On the first anniversary of the Charlie Hebdo terror attack in Paris that left 17 people dead, US Secretary of State John Kerry said the legacy of the victims endures as a challenge and inspiration to all.
“On the one-year anniversary of the January 7-9, 2015, attacks that took the lives of 17 people, we honour the victims of this tragedy and share the sadness of their loss,” Kerry said in a statement.
“Their legacy endures as a challenge and inspiration to all of us. Charlie Hebdo continues to publish, and journalists around the world continue in their essential mission to tell the stories that people everywhere need to hear,” he said.
Kerry said the attacks which were intended to sow fear and division instead brought people together, adding that the US and France would always stand together to tackle the most daunting challenges.
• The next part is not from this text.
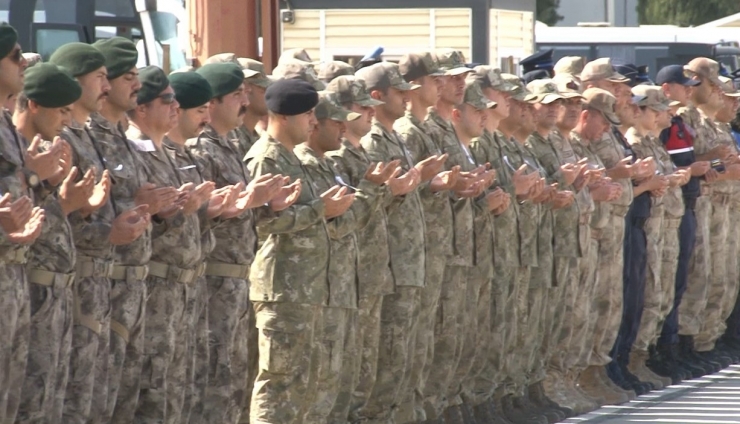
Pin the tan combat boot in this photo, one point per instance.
(640, 370)
(593, 385)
“We must remain committed to protect each other and renew our determination to turn this moment of profound loss into a lasting commitment,” Kerry said
“No country knows better than France that freedom has a price, and that no rationale can justify attacks on innocent men, women, and children,” he added.
The White House said the US stands shoulder to shoulder with the people of France as they confront the terror threat to their nation.
“It is certainly a sad thing to remember, but it is also a way to remember the resolve that the French people have shown through a difficult year. It certainly is an opportunity
to remember, once again, that France is the oldest ally of the United States,” White House Press Secretary Josh Earnest said.
“The French people can know that the American people and its government is standing right there with them,” he said.